Sigo con los relatos relacionados con los juegos olímpicos. Hay tantas historias que contar que es difícil elegir unas cuantas. No quiero cansar a mis lectores, pero quiero, eso sí, resaltar algunos relatos que tienen que ver con mis propias vivencias o con los dos países que suelo usar como referencia, España, el país donde nací, y Suecia, el país que me acogió y en el cual sigo viviendo. Voy a empezar hoy en Suecia, en los juegos de 1912, que tuvieron lugar en Suecia, con el precioso estadio de Estocolmo, construido para la ocasión y del cual guardo muchos recuerdos, como atleta y como entrenador. La primera vez que lo visité fue en condición de entrenador de Eslövs AI, mi primer club, en el que yo entrenaba a tres jóvenes chicas que además eran mis alumnas en el instituto de esa ciudad vecina. Fuimos a que participaran en el campeonato de atletismo para estudiantes; una de ellas en peso, otra en 800 metros y la tercera en 100 metros vallas. También he entrado por la puerta del maratón, al finalizar el maratón de Estocolmo, a principios de los 80, en un mar de multitudes, llegando a la meta entre aplausos. Guardo muy buenos recuerdos de ese lugar.

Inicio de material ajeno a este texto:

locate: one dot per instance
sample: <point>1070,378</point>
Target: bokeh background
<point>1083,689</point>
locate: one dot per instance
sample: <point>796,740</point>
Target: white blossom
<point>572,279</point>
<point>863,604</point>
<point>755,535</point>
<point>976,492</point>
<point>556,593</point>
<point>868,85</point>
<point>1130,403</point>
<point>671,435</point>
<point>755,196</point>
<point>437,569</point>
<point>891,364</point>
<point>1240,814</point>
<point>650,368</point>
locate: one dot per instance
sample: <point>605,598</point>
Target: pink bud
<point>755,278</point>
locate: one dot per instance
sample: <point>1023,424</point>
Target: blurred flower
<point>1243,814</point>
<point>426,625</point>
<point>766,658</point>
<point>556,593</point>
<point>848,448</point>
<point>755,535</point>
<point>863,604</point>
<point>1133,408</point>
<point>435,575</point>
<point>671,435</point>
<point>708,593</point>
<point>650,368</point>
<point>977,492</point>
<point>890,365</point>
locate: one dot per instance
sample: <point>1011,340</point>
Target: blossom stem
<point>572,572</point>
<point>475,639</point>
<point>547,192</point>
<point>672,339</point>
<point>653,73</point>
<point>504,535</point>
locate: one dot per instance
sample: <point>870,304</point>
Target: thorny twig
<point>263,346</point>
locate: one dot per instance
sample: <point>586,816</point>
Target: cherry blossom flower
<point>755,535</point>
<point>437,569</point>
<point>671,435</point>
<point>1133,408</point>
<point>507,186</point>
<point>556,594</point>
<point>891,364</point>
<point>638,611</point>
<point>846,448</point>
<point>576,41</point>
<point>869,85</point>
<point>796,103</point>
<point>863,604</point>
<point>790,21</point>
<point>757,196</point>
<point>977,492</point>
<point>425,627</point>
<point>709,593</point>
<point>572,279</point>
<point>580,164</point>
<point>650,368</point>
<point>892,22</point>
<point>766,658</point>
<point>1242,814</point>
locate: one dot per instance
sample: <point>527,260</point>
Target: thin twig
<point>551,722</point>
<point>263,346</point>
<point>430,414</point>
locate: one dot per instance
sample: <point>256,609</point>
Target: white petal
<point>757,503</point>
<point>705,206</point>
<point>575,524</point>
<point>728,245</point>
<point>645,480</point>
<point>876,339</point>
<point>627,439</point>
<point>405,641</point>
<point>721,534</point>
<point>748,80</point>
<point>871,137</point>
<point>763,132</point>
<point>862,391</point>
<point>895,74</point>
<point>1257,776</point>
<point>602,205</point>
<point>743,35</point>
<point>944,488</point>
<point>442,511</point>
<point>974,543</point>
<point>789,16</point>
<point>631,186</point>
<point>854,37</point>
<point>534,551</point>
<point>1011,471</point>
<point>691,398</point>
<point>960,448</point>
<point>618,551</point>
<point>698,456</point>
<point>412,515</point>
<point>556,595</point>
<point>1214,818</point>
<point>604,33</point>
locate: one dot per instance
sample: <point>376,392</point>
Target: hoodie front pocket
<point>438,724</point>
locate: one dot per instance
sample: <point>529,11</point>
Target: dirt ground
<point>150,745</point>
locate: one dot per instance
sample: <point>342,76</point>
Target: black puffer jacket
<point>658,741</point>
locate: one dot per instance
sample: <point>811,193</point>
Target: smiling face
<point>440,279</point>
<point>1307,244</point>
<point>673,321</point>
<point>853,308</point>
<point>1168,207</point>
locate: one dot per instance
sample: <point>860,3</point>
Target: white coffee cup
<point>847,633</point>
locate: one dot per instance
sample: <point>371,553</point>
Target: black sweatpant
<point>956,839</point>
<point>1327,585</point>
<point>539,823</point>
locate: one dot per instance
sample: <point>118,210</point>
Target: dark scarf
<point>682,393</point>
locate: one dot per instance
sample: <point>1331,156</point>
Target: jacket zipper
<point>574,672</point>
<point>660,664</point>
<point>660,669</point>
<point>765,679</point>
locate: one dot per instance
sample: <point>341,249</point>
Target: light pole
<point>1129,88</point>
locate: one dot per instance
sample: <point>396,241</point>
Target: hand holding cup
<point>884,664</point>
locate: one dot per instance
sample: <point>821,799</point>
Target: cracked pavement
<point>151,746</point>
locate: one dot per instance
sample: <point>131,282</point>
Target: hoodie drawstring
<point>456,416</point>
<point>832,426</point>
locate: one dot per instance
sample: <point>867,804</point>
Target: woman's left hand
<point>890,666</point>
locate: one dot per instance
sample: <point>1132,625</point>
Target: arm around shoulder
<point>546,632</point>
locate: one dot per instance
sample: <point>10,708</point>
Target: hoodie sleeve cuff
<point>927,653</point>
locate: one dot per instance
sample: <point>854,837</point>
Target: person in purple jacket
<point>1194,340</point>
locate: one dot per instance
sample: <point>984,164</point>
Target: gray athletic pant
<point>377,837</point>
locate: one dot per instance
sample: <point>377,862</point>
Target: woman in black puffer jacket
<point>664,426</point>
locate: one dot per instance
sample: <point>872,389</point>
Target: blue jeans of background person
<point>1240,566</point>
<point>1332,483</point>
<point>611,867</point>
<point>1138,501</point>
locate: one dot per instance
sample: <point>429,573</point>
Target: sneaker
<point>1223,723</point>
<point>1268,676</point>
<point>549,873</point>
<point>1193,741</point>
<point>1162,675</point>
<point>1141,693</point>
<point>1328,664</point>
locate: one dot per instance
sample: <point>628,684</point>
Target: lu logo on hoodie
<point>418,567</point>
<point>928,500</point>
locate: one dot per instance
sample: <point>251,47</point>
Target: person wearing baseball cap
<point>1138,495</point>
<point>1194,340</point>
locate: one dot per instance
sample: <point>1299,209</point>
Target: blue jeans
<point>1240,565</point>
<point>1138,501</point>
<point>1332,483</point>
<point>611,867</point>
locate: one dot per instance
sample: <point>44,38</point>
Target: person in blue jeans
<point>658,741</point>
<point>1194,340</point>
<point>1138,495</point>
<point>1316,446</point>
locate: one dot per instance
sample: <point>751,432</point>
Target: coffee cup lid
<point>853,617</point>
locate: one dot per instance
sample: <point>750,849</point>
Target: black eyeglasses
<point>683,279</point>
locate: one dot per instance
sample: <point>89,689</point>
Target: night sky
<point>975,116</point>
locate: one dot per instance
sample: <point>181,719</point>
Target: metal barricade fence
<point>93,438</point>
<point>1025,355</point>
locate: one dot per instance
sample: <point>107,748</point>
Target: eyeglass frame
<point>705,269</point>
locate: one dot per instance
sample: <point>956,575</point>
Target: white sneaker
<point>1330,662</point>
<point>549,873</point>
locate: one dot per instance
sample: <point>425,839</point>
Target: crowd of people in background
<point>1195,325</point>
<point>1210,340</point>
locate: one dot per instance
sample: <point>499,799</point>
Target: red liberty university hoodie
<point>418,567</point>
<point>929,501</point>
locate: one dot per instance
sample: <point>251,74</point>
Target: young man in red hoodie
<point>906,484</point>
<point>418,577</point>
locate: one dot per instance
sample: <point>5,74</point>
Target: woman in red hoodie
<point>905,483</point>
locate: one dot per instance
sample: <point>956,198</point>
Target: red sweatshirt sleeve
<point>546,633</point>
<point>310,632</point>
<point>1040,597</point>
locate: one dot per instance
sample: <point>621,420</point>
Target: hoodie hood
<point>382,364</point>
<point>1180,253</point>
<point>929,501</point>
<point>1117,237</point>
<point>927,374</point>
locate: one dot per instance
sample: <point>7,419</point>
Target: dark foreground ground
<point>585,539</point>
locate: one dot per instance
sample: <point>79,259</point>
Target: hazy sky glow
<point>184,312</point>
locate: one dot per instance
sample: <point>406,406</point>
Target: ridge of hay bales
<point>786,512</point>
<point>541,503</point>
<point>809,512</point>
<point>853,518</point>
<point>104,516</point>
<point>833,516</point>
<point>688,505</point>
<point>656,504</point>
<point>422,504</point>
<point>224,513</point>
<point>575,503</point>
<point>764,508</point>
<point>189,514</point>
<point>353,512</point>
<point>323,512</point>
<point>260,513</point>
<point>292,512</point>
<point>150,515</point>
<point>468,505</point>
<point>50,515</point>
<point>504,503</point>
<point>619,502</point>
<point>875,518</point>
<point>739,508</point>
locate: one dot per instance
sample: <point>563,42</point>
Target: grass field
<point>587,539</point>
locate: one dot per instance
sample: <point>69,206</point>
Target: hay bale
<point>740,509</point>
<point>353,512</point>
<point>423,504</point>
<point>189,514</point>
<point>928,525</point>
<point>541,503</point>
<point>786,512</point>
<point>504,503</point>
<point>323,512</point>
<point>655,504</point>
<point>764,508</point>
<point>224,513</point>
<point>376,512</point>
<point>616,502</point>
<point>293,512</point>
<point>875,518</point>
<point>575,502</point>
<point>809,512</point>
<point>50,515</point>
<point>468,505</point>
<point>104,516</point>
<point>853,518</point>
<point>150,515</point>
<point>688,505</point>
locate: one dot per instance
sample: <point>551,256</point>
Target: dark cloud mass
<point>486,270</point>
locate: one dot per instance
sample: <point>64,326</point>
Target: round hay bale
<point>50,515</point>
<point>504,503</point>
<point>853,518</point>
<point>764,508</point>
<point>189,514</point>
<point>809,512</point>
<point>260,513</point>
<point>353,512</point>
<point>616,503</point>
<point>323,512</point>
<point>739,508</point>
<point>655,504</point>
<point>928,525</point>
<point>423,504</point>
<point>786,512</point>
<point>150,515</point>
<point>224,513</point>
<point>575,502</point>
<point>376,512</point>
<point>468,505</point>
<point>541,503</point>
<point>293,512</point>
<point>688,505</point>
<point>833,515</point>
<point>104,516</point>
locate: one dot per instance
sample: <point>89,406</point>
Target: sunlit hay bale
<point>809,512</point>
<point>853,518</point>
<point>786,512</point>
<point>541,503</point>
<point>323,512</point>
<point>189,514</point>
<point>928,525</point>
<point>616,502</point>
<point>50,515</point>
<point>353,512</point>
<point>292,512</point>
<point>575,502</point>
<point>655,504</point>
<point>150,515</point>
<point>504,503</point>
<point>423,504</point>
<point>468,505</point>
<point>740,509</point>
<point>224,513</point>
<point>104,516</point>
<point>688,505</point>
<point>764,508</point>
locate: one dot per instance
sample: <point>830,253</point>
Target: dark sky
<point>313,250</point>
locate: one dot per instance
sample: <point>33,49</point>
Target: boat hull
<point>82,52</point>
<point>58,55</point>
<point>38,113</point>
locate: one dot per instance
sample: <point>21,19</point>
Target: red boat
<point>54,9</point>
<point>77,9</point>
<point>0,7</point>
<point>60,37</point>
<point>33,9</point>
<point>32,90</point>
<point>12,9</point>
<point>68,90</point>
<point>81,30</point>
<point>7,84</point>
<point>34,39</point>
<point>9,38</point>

Empiezo en 1912 porque ese año ocurrieron cosas extrañas y también trágicas, durante la carrera. Empezaré por la trágica, que contribuyó a darle a esta carrera un punto de suspense y revistió a los participantes en ella, con un aire de sacrificio, suspense y respeto, parecido a aquel que supongo se les tenía a los gladiadores de la antigua Roma. Tomaron la salida en este evento 68 corredores de 19 países, pero desde el principio, las condiciones adversas hicieron mella en los participantes. Muchos de ellos, agotados por el calor y la falta de hidratación, se vieron obligados a retirarse. Cuando leéis “calor” seguro que sonreís pensando que vosotros sabéis lo que es el calor, pero, en Estocolmo, tan al norte, no tenemos ni idea. Pero, el caso es, que este 14 de julio de 1912, el cielo estaba completamente despejado y las calles alumbradas por un sol radiante, mientras los termómetros alcanzaron los 32 grados, agravados por una humedad parecida a la que se puede vivir en Barcelona en julio o agosto. Yo he vivido algo parecido en la maratón de Estocolmo 70 años después, como ya os conté el otro día y, puedo certificar, que ese calor es sofocante.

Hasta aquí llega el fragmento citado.